Такое вот самое и случилось с нашей Златоустовской булатной сталью.

Больше сотни годов прошло с той поры, как в нашем заводе сварили такую булатную сталь, перед которой все тогдашние булаты в полном конфузе оказались. В те года на заводе в начальстве и мастерах ещё много немцев сидело. Им, понятно, охота было такую штуку присвоить: мы, мол, придумали и русских рабочих обучили. Только инженер Аносов этого не допустил. Он в книжках напечатал, что сталь сварили без немцев. Те ещё плели: по нашим составам. Аносов и на это отворот полный дал и к тому подвёл, что Златоустовская булатная сталь и рядом с немецкими не лежала. Да ещё добавил: коли непременно надо родню искать Златоустовскому булату, так она в тех старинных ножах и саблях, кои иной раз попадаются у башкир, казахов и прочих народов той стороны. И закалка такая же, и нисколь она на немецкую не походит. Немцы видят, — сорвалась их выдумка, за другое принялись: подхватили разговор о старинном оружии и давай в ту сторону дудеть. Им, видишь, всего дороже было, чтоб и думки такой не завелось, будто русские мастера сами могут что путное сделать. Вот немцы и старались. Да и у наших к той поре ещё мода не прошла верить, будто всё, что позанятнее, принесли к нам из какой-нибудь чужой стороны. Вот и пошёл разговор, что Аносов много лет по разным кибиточным кузнецам ходил да ездил, и у одного такого и научился булат варить. Которые пословоохотливее, те и вовсе огородов нагородили, будто Аносов у того кибиточного кузнеца сколько-то годов в подручных жил и не то собирался, не то женился на его дочери. Тем будто и взял мастера и тайность с булатом разведал.

Вот и вышла немецкого шитья безрукавка: Аносов не сам до дела дошёл, а перенял чужую тайность, и то вроде как обманом. Про мастеров заводских и помину нет. Им привезли готовенькое, — они и стали делать. Никакой тут ни выдумки, ни заботы. Да и что они могут тёмные да слепые, если кто со стороны не покажет.

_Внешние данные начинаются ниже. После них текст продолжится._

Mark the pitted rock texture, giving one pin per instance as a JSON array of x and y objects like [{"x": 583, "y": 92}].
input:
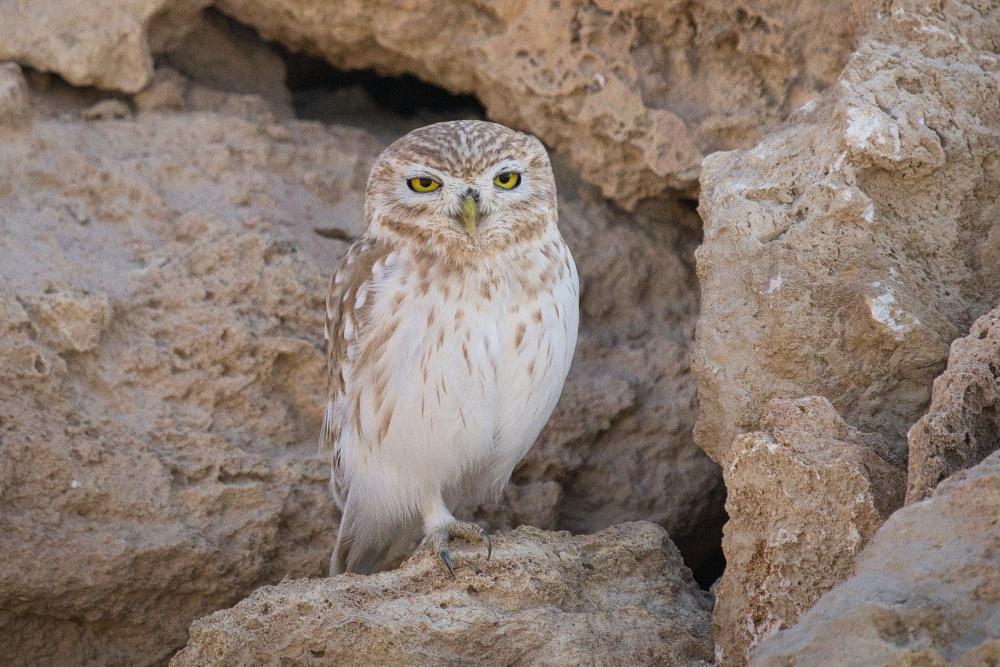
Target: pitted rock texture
[
  {"x": 635, "y": 93},
  {"x": 161, "y": 304},
  {"x": 805, "y": 495},
  {"x": 618, "y": 597},
  {"x": 962, "y": 426},
  {"x": 844, "y": 253},
  {"x": 926, "y": 589}
]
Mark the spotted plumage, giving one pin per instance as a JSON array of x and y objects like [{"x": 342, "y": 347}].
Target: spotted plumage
[{"x": 450, "y": 327}]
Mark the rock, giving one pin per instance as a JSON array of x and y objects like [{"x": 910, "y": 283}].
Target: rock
[
  {"x": 804, "y": 497},
  {"x": 635, "y": 93},
  {"x": 220, "y": 54},
  {"x": 809, "y": 274},
  {"x": 842, "y": 255},
  {"x": 925, "y": 590},
  {"x": 161, "y": 376},
  {"x": 165, "y": 92},
  {"x": 15, "y": 108},
  {"x": 103, "y": 43},
  {"x": 962, "y": 426},
  {"x": 620, "y": 596},
  {"x": 70, "y": 320}
]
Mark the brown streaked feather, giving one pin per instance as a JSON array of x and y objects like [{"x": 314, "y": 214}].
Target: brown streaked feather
[{"x": 343, "y": 317}]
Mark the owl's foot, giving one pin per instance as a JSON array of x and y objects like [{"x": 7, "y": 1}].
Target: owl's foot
[{"x": 437, "y": 540}]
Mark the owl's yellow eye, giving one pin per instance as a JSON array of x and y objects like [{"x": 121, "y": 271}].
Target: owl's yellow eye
[
  {"x": 423, "y": 184},
  {"x": 508, "y": 180}
]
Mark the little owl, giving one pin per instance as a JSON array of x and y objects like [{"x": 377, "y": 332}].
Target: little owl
[{"x": 450, "y": 327}]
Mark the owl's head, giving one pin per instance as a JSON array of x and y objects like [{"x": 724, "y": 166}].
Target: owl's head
[{"x": 462, "y": 186}]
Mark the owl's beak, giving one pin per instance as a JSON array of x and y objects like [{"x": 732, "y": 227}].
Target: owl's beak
[{"x": 470, "y": 211}]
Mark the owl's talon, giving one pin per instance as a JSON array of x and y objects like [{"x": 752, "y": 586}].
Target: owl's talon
[
  {"x": 437, "y": 540},
  {"x": 447, "y": 562}
]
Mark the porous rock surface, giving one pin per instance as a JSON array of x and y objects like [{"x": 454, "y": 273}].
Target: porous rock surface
[
  {"x": 621, "y": 596},
  {"x": 842, "y": 255},
  {"x": 962, "y": 426},
  {"x": 926, "y": 589},
  {"x": 161, "y": 299},
  {"x": 805, "y": 494},
  {"x": 635, "y": 92}
]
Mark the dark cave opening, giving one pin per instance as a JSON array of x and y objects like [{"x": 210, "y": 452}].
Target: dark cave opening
[{"x": 317, "y": 85}]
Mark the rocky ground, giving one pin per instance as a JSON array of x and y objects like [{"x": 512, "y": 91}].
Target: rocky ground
[{"x": 178, "y": 178}]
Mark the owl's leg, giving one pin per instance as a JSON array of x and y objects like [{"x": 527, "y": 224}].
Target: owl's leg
[{"x": 440, "y": 526}]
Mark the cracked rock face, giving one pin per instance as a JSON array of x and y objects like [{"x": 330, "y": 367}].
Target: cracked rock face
[
  {"x": 161, "y": 302},
  {"x": 635, "y": 93},
  {"x": 962, "y": 426},
  {"x": 805, "y": 494},
  {"x": 924, "y": 591},
  {"x": 619, "y": 596},
  {"x": 842, "y": 255}
]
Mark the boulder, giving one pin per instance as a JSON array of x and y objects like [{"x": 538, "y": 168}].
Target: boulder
[
  {"x": 962, "y": 426},
  {"x": 842, "y": 256},
  {"x": 163, "y": 274},
  {"x": 636, "y": 93},
  {"x": 805, "y": 495},
  {"x": 926, "y": 589},
  {"x": 621, "y": 596}
]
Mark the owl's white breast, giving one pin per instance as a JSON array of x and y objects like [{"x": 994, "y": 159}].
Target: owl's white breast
[{"x": 470, "y": 365}]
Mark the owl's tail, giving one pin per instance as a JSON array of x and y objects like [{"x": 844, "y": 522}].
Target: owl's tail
[{"x": 364, "y": 547}]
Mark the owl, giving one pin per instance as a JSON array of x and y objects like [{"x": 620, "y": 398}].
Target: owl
[{"x": 450, "y": 328}]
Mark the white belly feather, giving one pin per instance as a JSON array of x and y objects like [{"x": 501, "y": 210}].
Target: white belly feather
[{"x": 474, "y": 380}]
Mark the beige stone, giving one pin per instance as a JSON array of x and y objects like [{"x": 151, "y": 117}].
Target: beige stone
[
  {"x": 14, "y": 105},
  {"x": 636, "y": 93},
  {"x": 621, "y": 596},
  {"x": 804, "y": 497},
  {"x": 843, "y": 254},
  {"x": 925, "y": 590},
  {"x": 962, "y": 426},
  {"x": 161, "y": 365},
  {"x": 103, "y": 43}
]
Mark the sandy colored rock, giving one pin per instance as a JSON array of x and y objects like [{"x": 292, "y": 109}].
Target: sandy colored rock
[
  {"x": 962, "y": 426},
  {"x": 14, "y": 105},
  {"x": 805, "y": 496},
  {"x": 636, "y": 93},
  {"x": 843, "y": 254},
  {"x": 925, "y": 589},
  {"x": 103, "y": 43},
  {"x": 618, "y": 597},
  {"x": 163, "y": 285}
]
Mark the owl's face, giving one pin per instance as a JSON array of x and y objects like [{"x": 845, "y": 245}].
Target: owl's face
[{"x": 461, "y": 186}]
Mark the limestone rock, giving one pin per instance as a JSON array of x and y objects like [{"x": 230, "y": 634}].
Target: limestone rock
[
  {"x": 805, "y": 496},
  {"x": 161, "y": 382},
  {"x": 842, "y": 256},
  {"x": 925, "y": 590},
  {"x": 14, "y": 104},
  {"x": 962, "y": 426},
  {"x": 844, "y": 253},
  {"x": 636, "y": 93},
  {"x": 618, "y": 597},
  {"x": 103, "y": 43}
]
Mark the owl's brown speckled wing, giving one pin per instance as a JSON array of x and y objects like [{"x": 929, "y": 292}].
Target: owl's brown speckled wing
[{"x": 345, "y": 315}]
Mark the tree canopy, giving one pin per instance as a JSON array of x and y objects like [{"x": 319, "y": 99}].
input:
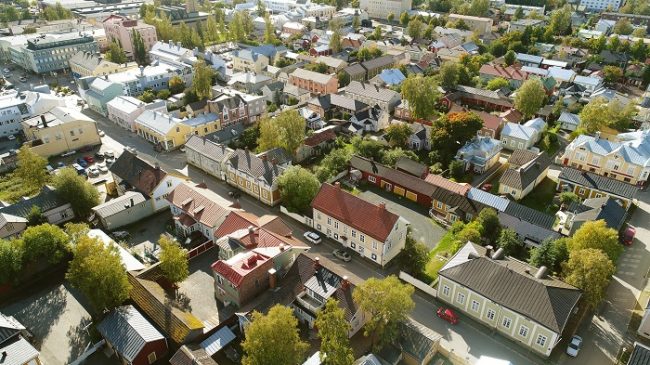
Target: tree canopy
[
  {"x": 298, "y": 187},
  {"x": 387, "y": 301},
  {"x": 263, "y": 344}
]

Только безрукавка безрукавка и есть: руки видны. И диво, что и теперь есть, кто этому верит. До сих пор рассказывают да ещё с поучением: вот какой Аносов человек был! Пять годов своей жизни не пожалел, по степям бродяжкой шатался, за молотобойца ворочал, а тайность с булатом разведал. Того в толк не возьмут, походит ли это на правду. Всё-таки Аносов горного корпуса инженер был. Таких в ту пору не сотнями, а десятками считали. При заводе он тоже не без дела состоял. Выехать такому на месяц, на два, и то надо было у главного начальства спроситься. А тут, на-ка, убрался в степи на пять годов! Кто этому поверит? Да и кто бы отпустил к кибиточным кузнецам, коли тогда вовсе не по тем выкройкам шили. Если кого посылали учить, в чужие края, так не в ту сторону.

Ну, всё-таки это разговор на два конца: кому досуг да охота, тот спорить может, — так ли не так было. А вот есть другая зацепка, понадёжнее. С неё уж не сорвёшься. Сколько ни крутись, ни упирайся, а на нашем берегу будешь, на Златоустовском. Сам скажешь:

— Верное дело. Тут она, эта булатная сталь, на этом заводе родилась, тут и захоронена.

Которые Златоустовские старики это понимают, они вот как рассказывали.

Приехал инженер Аносов на завод в те года, когда ещё немцев довольно сидело. Ну, а этот свой, русский человек. Про немцев он на людях худого не говорил, а по всему видно, что не больно ему любы. Заметно, что и не боится их. рабочие, понятно, и обрадовались. Кто помоложе, те в большой надежде говорят:

— Этот покажет немцам! Покажет! Того и гляди, к выгонке их подведёт. Молодой, а в чинах! Силу, значит, имеет.

Другие опять на то надеются:

— Покажет — не покажет, а заступа нашему брату будет, потому — свой человек и по заводскому делу вроде как понимает. Понатужиться надо, чтоб работа без изъяну шла.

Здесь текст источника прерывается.